On the development side, Kalpesh Mehta's Tribeca Developers is launching multiple Trump-branded real estate projects across India with significant investments, according to Mint. The projects represent a capital-intensive luxury segment where structured credit and high-net-worth AIF capital are likely to play a meaningful role in the financing stack. Luxury residential development in India has historically relied on promoter equity and selective NBFC lending, but the scale of branded projects now entering the pipeline demands more diversified capital solutions.
These developments illustrate a broader theme: the Indian real estate capital market is being reshaped by specialized platforms with distinct risk appetites and sector expertise, moving beyond the generalist NBFC model that dominated the previous decade.
NBFC lending growth moderates as alternative vehicles scale
The 5.9% year-on-year growth in NBFC lending to real estate, as reported by ET Edge Insights, represents a notable deceleration compared to the double-digit expansion rates seen in earlier years. Several factors contribute to this slowdown, including tighter asset quality norms, higher provisioning requirements and the competitive pressure from AIF-based credit funds that can offer more flexible structuring.
NBFCs remain critical to the Indian real estate financing ecosystem, particularly for mid-market residential projects and construction finance in Tier-2 and Tier-3 cities. However, their role is evolving from primary lenders to co-originators and distribution partners within broader capital structures. Several NBFCs now operate their own AIF platforms or act as anchor investors in third-party credit funds, blurring the traditional boundary between regulated lending and alternative capital.
The moderation in NBFC growth, combined with the rapid scaling of AIF-based vehicles, suggests a structural rebalancing of the Indian real estate capital stack. Traditional bank and NBFC credit continues to serve as the foundation, but the incremental capital required to close the last-mile funding gap is increasingly sourced from alternative vehicles with differentiated risk-return profiles.
The 2026 outlook: institutional depth meets regulatory maturity
India's real estate funding landscape in 2026 is defined by three converging forces: the institutionalization of alternative capital through AIFs, regulatory frameworks that provide clarity without constraining innovation, and the emergence of specialized platforms led by experienced capital architects.
With 55% of fund managers projecting private credit volumes between US$10 and US$15 billion for the year ahead, the trajectory is clear. Capital is flowing into Indian real estate through channels that did not exist a decade ago, and the risk-pricing mechanisms governing that capital are becoming more sophisticated with each cycle.

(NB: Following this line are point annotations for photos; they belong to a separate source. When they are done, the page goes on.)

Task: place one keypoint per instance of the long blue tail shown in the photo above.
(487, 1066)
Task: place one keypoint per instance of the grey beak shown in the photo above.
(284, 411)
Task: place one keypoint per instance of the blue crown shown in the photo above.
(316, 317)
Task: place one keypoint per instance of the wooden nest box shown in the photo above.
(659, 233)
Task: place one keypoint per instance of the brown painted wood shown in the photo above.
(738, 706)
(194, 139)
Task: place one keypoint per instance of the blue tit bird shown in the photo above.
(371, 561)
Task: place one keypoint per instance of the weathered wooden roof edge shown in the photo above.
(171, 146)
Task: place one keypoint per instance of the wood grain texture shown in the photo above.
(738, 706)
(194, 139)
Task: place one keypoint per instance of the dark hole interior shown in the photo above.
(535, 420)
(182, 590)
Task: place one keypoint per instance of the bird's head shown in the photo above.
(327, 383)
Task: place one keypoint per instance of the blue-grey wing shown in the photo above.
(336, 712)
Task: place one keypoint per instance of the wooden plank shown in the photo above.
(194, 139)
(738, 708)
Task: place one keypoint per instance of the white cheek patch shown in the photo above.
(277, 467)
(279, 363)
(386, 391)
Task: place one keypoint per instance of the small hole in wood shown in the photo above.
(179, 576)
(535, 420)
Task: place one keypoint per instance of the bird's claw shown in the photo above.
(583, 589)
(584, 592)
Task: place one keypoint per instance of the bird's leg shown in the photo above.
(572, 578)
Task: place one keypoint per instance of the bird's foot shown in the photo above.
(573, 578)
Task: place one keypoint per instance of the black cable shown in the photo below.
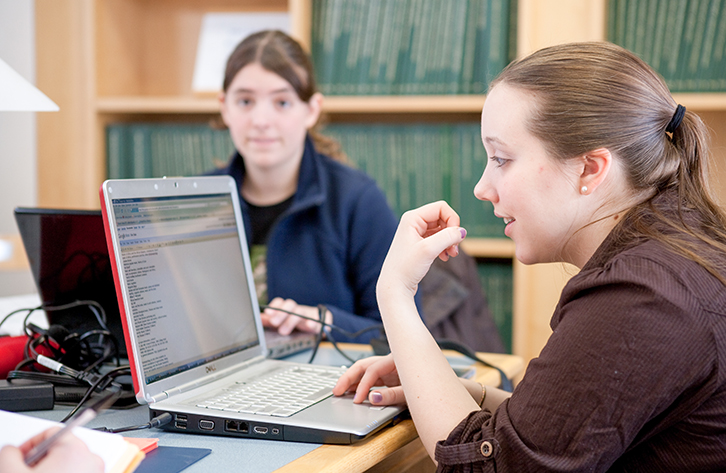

For institutional investors, the 2026 vintage represents an opportunity to access a market where the structural funding gap remains large, regulatory guardrails are strengthening, and the quality of intermediation is improving. Senior leaders across the GRI Institute network continue to identify India's alternative credit ecosystem as one of the most dynamic capital formation stories in global real estate today.
The data supports that conviction. The capital stack is being repriced, and the platforms doing the repricing are building for durability.